Hi M,
Resistive dividers are commonly used for that purpose.
E

 

Currently, in my design, I'm using 24V, 12V and 5V. But any other supply voltage can be added considering it as a requirement. Single supply voltage would be pretty nice choice as readily available supply voltage can be used.

12V would work fine for the circuit I posted.
It would just require some adjustments to the resistor values.

 

Do you want the 10b resolution for the 5-10V signal?
If you just attenuate the signal so that 10V is the ADC's maximum input, then you would have 9bit resolution for the signal.
Is that acceptable?

It's already been attenuated. In fact, I'm reading a VFD's Analog output (AM+) control terminal. It's programed to represent DC Bus voltage and it will scale it to 0-10V.
It is a 400V class VFD, so actual bus voltage can go up to 1000V. My useful range is only from between 500-1000V. So I want to process only upper 500Volts. That's why I need full 10 bit resolution to capture 500V.

 

It's already been attenuated. In fact, I'm reading a VFD's Analog output (AM+) control terminal. It's programed to represent DC Bus voltage and it will scale it to 0-10V.
It is a 400V class VFD, so actual bus voltage can go up to 1000V. My useful range is only from between 500-1000V. So I want to process only upper 500Volts. That's why I need full 10 bit resolution to capture 500V.

I would suggest simply reducing the signal by an additional factor of two, i.e. 0-5V, and use a 10-bit or 12-bit ADC.

 

That's why I need full 10 bit resolution to capture 500V.

Okay, then do you want to use a circuit like I posted?
For best accuracy, the offset should be provided by a reference voltage, so it's not affected by the power supply voltage stability.

I can post such a circuit, if you like.
Do you want to stay with the LM358 op amp, which will have less accuracy than the original I posted?

But using an external 12-bit ADC, as MrChips suggested, would require fewer parts, while still giving 11-bit resolution to the 5V span with better accuracy (fewer sources for gain and offset error).

 

Do you want the 10b resolution for the 5-10V signal?
If you just attenuate the signal so that 10V is the ADC's maximum input, then you would have 9bit resolution for the signal.
Is that acceptable?

Using a voltage divider with a ratio of 1/3 would position the 5-10V signal in the approximate middle of the A/D range, no opamp required. 1.67V to 3.33V centered at 2.5V!

 

Okay, then do you want to use a circuit like I posted?
For best accuracy, the offset should be provided by a reference voltage, so it's not affected by the power supply voltage stability.

I can post such a circuit, if you like.
Do you want to stay with the LM358 op amp, which will have less accuracy than the original I posted?

Although power supply is nicely smoothed and regulate, a reference voltage would still be a better choice. I'll appreciate if you post a circuit.
LM358 is not so sticky.
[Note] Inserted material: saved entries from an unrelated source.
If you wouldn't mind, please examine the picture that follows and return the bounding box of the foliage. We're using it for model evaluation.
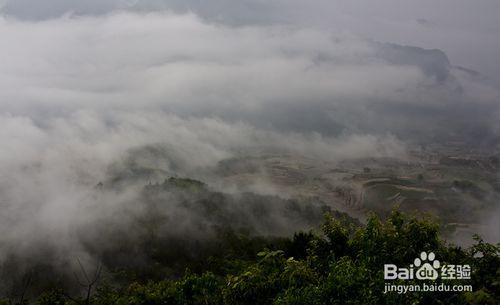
[4,211,500,305]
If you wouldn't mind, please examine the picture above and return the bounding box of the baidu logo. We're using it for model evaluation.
[413,252,440,280]
[384,251,471,280]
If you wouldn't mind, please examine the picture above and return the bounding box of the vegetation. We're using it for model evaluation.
[1,211,500,305]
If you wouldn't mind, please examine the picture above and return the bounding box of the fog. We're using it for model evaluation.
[0,5,500,296]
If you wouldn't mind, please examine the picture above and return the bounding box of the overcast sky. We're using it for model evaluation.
[0,0,500,83]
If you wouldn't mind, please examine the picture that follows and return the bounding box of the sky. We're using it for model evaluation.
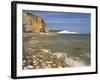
[25,10,91,33]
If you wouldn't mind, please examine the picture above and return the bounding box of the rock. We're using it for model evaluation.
[22,11,49,33]
[27,65,33,69]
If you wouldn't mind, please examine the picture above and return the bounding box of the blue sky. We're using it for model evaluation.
[25,10,91,33]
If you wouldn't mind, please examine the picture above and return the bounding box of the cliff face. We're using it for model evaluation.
[22,11,49,33]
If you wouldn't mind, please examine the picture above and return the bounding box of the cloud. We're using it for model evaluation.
[45,18,89,24]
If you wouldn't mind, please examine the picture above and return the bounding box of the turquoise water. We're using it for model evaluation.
[39,34,91,65]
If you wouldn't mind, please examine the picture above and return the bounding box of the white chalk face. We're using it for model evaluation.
[14,4,96,76]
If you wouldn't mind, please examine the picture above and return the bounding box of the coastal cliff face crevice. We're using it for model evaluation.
[22,11,49,33]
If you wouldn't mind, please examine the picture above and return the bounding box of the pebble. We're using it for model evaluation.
[27,65,33,69]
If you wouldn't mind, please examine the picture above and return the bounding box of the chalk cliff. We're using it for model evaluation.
[22,11,49,33]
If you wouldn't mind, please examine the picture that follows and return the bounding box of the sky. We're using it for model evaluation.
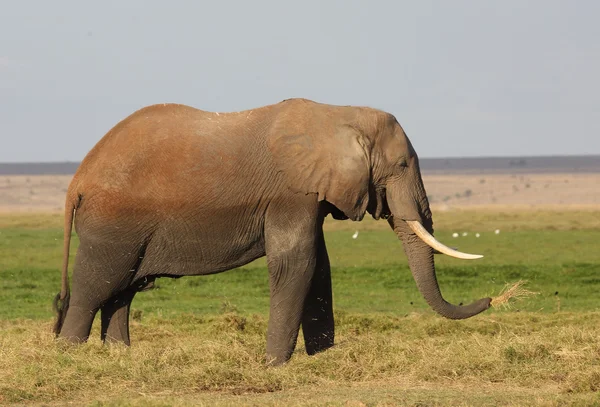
[0,0,600,162]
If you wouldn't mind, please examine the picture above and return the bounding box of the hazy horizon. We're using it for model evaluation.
[0,0,600,163]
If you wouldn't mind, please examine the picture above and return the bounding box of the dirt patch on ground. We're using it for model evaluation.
[0,173,600,213]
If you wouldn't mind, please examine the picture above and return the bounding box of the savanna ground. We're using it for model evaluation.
[0,175,600,406]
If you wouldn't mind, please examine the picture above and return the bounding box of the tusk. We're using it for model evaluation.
[405,220,483,260]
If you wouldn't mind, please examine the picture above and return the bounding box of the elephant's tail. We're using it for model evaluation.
[53,197,75,336]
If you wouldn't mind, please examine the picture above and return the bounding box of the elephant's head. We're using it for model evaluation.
[269,101,491,319]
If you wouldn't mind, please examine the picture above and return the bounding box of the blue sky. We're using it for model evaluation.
[0,0,600,162]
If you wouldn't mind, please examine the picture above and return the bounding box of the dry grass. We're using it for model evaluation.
[0,313,600,405]
[491,280,539,308]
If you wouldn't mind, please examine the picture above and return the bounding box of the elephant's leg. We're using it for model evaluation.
[265,202,320,365]
[302,232,334,355]
[59,244,138,343]
[100,289,135,346]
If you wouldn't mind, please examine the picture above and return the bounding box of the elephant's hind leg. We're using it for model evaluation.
[302,231,335,355]
[100,289,135,346]
[59,239,138,343]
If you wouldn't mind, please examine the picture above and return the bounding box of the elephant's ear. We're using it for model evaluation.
[268,126,371,220]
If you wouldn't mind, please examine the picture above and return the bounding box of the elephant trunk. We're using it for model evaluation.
[388,217,491,319]
[387,155,491,319]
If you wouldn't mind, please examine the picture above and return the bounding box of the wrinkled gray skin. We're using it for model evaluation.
[55,99,490,364]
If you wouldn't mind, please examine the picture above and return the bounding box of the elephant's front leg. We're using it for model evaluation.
[100,289,135,346]
[265,204,320,365]
[302,231,335,355]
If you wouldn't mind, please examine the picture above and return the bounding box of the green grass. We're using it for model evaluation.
[0,211,600,406]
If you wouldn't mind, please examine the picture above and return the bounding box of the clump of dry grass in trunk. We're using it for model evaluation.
[491,280,539,308]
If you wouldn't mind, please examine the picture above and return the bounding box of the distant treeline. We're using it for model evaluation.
[0,155,600,175]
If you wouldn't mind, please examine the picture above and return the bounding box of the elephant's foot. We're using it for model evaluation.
[302,325,334,356]
[58,305,96,343]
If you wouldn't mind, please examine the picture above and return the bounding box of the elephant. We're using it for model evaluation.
[53,98,491,365]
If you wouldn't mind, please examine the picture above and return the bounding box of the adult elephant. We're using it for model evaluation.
[55,99,490,364]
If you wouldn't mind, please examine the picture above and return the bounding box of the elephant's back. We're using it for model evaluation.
[71,104,278,218]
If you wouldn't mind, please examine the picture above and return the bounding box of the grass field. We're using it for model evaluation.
[0,210,600,406]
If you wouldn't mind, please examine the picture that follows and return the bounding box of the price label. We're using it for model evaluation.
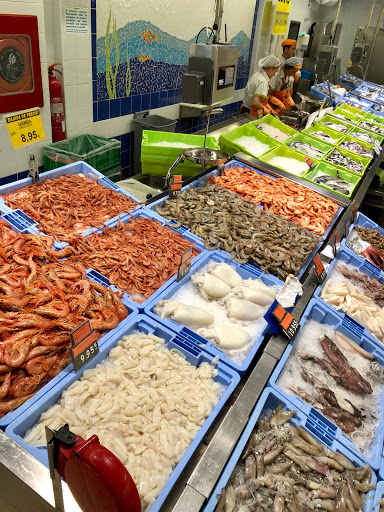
[177,247,193,282]
[4,108,46,149]
[272,304,300,340]
[69,320,99,372]
[169,175,183,199]
[313,254,327,284]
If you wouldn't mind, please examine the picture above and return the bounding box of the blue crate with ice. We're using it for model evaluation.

I can try to get/use any other specific chip that can provide better results.
10bit resolution, I think, should be enough.
Until now, I've decided to give a practical hand to your circuit. I'm sure it would be end of problem.
Regards.

 

I would suggest simply reducing the signal by an additional factor of two, i.e. 0-5V, and use a 10-bit or 12-bit ADC.

Reducing signal to 0-5V is the easiest. Just to scarify some part of resolution.(If using internal 10bit ADC) or otherwise to use a 12bit AD Converter.
Let me try it is enough in practical.
Thanks and regards,

 

Here's the circuit with an added TL431 programmable shunt voltage reference for generating the offset.
The TL431 is in regulation when the voltage at the control terminal is 2.5V, so here gives a Ref voltage (red trace) of 2.5V

I recommend using a low input offset rail-rail op amp such as the inexpensive one I show.
You can use the TLV9151 single op amp version, if you like.

 

Thank you all fellows for your precious time and great knowledge sharing. Thanks for holding me till end of problem. I figured it out by using circuit provided by @crutschow . All other suggestions are now in my circuit bank for future use.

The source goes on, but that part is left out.